During the drill, soldiers demonstrated special skills such as climbing walls with their bare hands and shooting cardboard "terrorists" with a single shot without harming hostages, according to the regional government's website.
Within seconds, soldiers in dark uniforms and heavily armed broke into rooms on the fifth floor of a building to dispose of explosives and rescue hostages.
They also showcased weapons, communications equipment, devices for security inspection and explosive disposal, as well as safety and transportation equipment.
While commending the police forces for contributing to stability and public security in Xinjiang, Zhang said although the region's overall situation remains stable and controllable, it still faces severe challenges and the basis of its stability is fragile.
In recent years, terrorist attacks and violence in Xinjiang have been on the rise and most prominently connected with overseas forces, experts said.
"From the timing of these terrorist activities, it seems that overseas separatist groups such as the World Uyghur Congress are closely related to the domestic attacks," explained Li Wei, director of the Center for Counter-Terrorism Studies at the China Institute of Contemporary International Relations.
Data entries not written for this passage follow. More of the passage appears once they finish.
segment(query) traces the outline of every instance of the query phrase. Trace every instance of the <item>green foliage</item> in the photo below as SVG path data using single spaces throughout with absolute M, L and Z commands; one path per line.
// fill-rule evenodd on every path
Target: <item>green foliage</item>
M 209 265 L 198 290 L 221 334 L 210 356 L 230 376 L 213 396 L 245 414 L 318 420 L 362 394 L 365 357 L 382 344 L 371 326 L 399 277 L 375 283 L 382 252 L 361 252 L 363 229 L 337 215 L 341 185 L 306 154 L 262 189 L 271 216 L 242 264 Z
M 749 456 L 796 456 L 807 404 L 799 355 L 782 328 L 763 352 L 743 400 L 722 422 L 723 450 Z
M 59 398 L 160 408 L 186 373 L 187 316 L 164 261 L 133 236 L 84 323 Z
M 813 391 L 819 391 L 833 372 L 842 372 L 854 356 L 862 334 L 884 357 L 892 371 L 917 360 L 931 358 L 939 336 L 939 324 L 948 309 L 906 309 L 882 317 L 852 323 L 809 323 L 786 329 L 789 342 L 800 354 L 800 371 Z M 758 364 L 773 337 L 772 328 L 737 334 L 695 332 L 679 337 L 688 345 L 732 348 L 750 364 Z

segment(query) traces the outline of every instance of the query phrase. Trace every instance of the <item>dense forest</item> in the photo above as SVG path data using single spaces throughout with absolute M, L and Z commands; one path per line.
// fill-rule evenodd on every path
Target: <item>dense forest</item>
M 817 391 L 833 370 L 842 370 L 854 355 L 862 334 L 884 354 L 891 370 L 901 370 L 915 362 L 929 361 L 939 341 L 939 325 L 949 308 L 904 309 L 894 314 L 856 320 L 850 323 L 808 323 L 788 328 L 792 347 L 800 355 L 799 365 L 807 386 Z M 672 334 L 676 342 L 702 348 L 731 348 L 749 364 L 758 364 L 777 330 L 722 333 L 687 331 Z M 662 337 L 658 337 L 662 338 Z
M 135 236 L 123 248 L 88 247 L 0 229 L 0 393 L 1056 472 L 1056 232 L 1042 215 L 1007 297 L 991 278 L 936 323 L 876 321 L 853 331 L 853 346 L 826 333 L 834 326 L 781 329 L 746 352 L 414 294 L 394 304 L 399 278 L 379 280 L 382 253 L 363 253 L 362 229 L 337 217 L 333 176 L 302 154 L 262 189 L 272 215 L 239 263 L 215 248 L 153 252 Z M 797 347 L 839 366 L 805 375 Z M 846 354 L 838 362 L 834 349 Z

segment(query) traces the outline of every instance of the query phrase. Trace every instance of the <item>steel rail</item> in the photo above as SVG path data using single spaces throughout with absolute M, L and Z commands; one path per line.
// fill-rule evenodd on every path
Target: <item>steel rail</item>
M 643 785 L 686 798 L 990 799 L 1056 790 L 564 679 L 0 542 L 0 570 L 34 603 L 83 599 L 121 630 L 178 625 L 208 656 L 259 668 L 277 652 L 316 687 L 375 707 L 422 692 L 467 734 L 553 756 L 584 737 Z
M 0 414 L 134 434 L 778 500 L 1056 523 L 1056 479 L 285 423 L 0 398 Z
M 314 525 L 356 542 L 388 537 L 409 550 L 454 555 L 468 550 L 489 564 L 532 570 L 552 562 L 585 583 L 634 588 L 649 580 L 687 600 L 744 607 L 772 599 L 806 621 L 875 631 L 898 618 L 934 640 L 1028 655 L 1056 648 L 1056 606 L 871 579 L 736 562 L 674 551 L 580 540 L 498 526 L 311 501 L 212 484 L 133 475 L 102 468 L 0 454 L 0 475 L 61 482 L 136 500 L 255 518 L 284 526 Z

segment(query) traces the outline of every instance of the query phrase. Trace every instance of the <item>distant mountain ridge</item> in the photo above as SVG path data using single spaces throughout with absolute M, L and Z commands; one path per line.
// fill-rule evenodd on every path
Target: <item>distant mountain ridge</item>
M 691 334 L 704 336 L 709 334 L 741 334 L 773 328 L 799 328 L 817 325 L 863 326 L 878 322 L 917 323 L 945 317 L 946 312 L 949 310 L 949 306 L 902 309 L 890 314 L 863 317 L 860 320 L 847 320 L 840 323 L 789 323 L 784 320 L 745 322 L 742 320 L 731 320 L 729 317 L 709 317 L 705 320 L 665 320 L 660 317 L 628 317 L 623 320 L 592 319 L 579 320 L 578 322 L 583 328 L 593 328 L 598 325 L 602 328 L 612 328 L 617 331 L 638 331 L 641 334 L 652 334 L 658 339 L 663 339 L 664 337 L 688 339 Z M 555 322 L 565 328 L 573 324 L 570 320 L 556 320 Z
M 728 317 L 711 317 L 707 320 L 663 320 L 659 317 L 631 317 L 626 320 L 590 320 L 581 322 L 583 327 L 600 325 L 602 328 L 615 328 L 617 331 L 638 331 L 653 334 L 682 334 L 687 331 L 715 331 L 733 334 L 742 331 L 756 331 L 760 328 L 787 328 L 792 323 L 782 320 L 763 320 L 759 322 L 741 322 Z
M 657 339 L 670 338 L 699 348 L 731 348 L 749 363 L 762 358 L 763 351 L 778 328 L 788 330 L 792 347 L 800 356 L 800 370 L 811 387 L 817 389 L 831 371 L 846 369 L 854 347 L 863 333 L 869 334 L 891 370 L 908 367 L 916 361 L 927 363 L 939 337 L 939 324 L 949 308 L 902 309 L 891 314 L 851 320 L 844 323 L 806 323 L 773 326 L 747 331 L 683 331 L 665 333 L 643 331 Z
The authorities have put great emphasis on building counter-terrorism forces in Xinjiang and they have played an important role, said Li.
The Urumqi-based counter-terrorism forces were formed in the 1990s when separatists and religious extremists engaged in various terrorist activities such as explosions, assassinations and arson in the region.
Li said that compared with the 1990s, there are more suicide terrorist attacks now.
"Unlike remotely detonated bombs or poisoning, terrorists now attack in broad daylight and throw their own lives on the line," said Li. "Therefore, the situation is more dangerous and more difficult, which requires the special forces to enhance their skills and capabilities, such as rapid response and intelligence collecting."
On July 5, 2009, Xinjiang saw the worst outbreak of violence in decades when riots incited by overseas groups broke out in Urumqi. Nearly 200 people were killed and about 1,700 injured.
Zhang Chunxian investigated the anti-terrorism force station in Urumqi, and experience live firing.
In the southern area of Hotan, 18 people attacked a local police station in July last year, killing three people and injuring two. Earlier last month, local police also cracked down on an illegal Koran teaching site that was holding 59 children.
In the most recent case, six alleged terrorists carrying explosives attempted to hijack a plane from Hotan to Urumqi on June 29. The attempt was foiled by the passengers, several of whom were police officers.
Xinjiang has listed fighting terrorism as one of its top priorities.
Zhang said earlier that the main task of anti-terrorism work for this year entails setting a standard procedure for police confronting terrorist attackers, fighting resolutely against religious extremism, and boosting law enforcement personnel stationed in communities and villages, according to the Xinhua News Agency.
Xinjiang has also been boosting its police numbers. Since 2008, Xinjiang has recruited over 3,000 special police officers.